January 2, 2012 Tags: GC, native, performance, stage3d

It’s a new year and it’s time to make some New Years resolutions for Flash performance. Today’s article is a collection of what i consider 10 top tips for improving the performance of your Flash apps. Read on for the list!

Use native code instead of AS3
Generally, it’s better to let Flash Player’s native code do the heavy lifting rather than using AS3. The reason for this is that the VM that AS3 code runs in necessarily has some overhead to it compared to the functions you can call in the Flash Player API (everything in the flash.* packages).
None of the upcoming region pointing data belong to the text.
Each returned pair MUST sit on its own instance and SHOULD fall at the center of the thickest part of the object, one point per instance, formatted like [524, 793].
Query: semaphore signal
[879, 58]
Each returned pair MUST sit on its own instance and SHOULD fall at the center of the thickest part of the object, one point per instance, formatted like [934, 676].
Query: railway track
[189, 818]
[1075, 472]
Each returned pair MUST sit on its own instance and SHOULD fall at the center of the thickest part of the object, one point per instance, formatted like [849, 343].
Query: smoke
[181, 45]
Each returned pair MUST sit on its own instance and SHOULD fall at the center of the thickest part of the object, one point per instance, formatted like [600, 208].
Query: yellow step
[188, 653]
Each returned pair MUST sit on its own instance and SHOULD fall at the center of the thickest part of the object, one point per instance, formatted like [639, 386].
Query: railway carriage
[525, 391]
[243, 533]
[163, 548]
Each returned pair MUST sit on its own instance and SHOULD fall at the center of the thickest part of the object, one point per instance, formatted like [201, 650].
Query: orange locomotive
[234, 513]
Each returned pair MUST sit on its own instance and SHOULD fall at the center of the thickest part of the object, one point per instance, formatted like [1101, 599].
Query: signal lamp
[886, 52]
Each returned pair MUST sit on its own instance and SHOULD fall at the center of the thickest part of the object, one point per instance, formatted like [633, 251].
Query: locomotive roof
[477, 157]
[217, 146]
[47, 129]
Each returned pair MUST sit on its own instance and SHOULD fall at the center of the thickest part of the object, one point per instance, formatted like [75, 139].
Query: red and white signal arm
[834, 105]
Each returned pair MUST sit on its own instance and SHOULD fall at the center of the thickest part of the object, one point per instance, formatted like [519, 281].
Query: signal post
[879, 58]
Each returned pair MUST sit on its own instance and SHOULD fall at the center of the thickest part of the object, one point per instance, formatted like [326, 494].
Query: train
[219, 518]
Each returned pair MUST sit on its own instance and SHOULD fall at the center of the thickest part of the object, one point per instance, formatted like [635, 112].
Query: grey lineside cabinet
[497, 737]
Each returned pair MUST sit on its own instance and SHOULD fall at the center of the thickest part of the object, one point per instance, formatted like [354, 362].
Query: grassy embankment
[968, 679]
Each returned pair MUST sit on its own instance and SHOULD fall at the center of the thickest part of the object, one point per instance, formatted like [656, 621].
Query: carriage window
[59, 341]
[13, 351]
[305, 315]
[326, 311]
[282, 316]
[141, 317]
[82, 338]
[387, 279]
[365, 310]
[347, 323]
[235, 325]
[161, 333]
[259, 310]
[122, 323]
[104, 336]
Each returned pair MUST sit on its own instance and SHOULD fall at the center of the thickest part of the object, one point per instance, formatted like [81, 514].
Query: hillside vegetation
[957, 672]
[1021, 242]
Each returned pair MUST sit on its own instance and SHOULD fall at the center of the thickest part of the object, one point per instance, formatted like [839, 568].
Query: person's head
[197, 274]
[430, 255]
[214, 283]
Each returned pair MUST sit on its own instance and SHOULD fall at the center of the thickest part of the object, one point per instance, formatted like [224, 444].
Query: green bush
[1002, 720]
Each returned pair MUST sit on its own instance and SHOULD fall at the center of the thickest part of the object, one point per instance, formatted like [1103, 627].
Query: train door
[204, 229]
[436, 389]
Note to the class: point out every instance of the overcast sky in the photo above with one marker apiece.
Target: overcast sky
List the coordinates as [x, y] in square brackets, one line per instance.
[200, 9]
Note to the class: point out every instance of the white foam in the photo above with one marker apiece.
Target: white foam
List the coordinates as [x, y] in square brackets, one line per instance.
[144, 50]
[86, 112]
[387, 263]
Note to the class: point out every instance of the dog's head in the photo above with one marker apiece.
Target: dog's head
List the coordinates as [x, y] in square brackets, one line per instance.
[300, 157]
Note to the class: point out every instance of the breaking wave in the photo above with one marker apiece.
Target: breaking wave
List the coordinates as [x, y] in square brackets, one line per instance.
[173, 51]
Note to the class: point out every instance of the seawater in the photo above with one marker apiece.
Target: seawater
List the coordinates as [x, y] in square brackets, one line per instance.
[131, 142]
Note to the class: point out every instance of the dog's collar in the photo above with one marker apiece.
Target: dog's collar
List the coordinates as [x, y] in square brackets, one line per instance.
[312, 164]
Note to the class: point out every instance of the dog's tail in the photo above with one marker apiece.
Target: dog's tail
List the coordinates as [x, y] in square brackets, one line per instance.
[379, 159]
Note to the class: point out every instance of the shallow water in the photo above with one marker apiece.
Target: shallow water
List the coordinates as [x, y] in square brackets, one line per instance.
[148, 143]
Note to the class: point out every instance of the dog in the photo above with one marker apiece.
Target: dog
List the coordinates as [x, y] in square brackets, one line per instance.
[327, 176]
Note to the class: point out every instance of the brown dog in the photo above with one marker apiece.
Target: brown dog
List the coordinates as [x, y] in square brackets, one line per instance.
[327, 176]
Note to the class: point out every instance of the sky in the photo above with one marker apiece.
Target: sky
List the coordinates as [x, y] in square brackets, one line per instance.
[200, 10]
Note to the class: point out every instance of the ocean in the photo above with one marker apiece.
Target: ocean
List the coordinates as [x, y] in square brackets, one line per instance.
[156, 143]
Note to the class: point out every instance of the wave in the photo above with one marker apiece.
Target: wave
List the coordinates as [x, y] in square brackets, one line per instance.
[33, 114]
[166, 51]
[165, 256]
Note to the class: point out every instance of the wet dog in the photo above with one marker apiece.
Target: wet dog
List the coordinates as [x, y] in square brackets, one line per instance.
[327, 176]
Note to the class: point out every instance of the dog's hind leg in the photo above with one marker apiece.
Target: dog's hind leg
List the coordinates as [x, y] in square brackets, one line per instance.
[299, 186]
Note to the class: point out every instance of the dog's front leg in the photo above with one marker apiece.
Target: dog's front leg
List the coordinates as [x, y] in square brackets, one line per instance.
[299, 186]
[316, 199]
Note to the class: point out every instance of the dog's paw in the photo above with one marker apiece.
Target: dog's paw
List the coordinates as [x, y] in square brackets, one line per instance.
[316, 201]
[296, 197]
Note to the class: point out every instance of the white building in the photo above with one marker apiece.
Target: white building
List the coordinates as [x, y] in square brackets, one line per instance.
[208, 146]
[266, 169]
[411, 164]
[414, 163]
One exception to this rule is when the API does something you want to avoid such as allocate memory.
Eliminate allocations to reduce GC
In addition to the allocations that you expect—such as those that you trigger by using the new operator—there are tons of hidden allocations such as String objects from concatenation, objects the Flash Player creates such as Events. These allocations are slow and collecting them when you’re done with them is even slower, so try to get rid of them.
Reuse objects to reduce GC
When you’re done with objects, Flash Player’s garbage collector will reclaim their memory for reuse later. Unfortunately, this process is very slow and it’s hard to control when it will happen. Instead of making new objects, consider reusing existing ones. One technique that can help with this is called free lists.
Don’t use anything dynamic
That includes dynamic functions (e.g. anonymous functions and functions declared as local variables), objects such as Object and MovieClip, the [] operator for accessing fields, and untyped (*) variables. All of these are much slower than their static equivalents such as regular methods, non-dynamic classes, the dot operator, and typed variables.
Offload to the GPU
These days in Flash you have the ability to use video cards’ GPUs in addition to the main CPU. Using a combination of these is the key to high performance with 3D graphics (Stage3D) and high-definition video (StageVideo).
Reduce function calls
Function calls are, very unfortunately, quite slow in AS3. This includes getters and setters, which occur all the time (e.g. Array.length). Try caching the results of functions instead of calling them more than once, especially with getters. In extreme cases, manually inline the body of functions into one larger function.
Use speciality functions and classes rather than general purpose ones
Sprite uses less memory than MovieClip, Shape uses less memory than Sprite, and BitmapData.copyPixels is faster than BitmapData.draw.
Use fewer static accesses
Accessing static variables, constants, and functions is slower than accessing their non-static counterparts. Consider using non-static alternatives or caching those static accesses as either non-static variables/constants or local variables/constants.
Prefer local variables to fields
Reading and writing class and object variables (a.k.a. fields, member variables) is much slower than accessing local variables. Cache field accesses as local variables when you use them a lot.
Eliminate pointless code
It’s common to see variables initialized to their default value, which slows down the creation of objects and the execution time of functions. Get rid of this code that does nothing as a matter of good habit and the performance advantages will add up across your entire app.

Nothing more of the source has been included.